If you're still smarting from the MTA price hike last year, this might make it hurt a little less: on top of New York Governer Andrew Cuomo's plans to completely overhaul the oft-maligned Penn Station terminal, the MTA has introduced a fast track for implementing mobile ticketing, USB charging hubs and subterranean Wi-Fi in all subway stations.
The proposal, which was posted on the New York State website, listed a litany of "technology innovations," which will be the focus of 2016. Among them include a massive expansion of Wi-Fi hotspots, now available in 140 of the 469 in operations (277 of them underground), as well as mobile ticketing via smartphone, which customers will be able to scan instead of swiping a MetroCard.
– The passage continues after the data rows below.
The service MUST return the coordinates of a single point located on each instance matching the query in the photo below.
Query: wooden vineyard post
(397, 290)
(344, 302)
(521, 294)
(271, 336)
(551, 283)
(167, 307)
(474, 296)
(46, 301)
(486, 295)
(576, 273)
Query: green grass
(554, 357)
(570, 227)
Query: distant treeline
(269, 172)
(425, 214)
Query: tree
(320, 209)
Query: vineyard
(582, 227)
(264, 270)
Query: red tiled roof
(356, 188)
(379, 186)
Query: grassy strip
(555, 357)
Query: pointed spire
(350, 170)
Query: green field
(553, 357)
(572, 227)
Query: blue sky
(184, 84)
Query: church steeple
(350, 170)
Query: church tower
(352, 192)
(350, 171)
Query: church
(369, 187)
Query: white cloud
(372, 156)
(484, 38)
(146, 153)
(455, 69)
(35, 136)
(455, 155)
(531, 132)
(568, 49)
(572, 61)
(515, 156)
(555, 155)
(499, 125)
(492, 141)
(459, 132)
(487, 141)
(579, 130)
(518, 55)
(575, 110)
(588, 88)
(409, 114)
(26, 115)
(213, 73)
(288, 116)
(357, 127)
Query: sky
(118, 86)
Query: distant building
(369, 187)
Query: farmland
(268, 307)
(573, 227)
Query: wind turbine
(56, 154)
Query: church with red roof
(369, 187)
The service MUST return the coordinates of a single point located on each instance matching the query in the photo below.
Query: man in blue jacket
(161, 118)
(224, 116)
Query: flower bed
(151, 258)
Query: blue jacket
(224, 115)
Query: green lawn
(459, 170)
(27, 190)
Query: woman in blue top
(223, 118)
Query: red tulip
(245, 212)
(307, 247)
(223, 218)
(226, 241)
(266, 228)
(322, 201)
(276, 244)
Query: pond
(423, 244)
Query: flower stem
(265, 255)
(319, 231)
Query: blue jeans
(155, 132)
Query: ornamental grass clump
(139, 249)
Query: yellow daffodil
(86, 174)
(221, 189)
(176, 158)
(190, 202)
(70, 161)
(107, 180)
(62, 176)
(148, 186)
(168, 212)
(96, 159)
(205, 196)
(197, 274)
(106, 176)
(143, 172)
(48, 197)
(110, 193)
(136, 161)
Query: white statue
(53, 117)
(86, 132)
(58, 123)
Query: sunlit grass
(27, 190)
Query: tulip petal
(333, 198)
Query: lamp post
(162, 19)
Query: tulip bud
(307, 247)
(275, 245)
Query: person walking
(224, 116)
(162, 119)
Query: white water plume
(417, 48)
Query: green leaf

Others listed installing new countdown clocks for commuters to keep tabs on train arrival times, increasing the number of touchscreen kiosks and placing USB ports in subway cars, so that customers can charge their phones on-the-go.
Cuomo was quick to elucidate a new vision: rather than focus on maintenance, these aims will hopefully propel the MTA's focus on innovation.
"The MTA is absolutely vital to the daily functioning of New York City, but for too long it has failed to meet the region's growing size and strength," he stated. "This is about doing more than just repair and maintain — this is thinking bigger and better and building the 21st century transit system New Yorkers deserve. We are modernizing the MTA like never before and improving it for years to come."
While the fast-track is definitely an upgraded initiative, nothing is technically set in stone: despite the announcement, there is currently no concrete timeline for the proposed changes.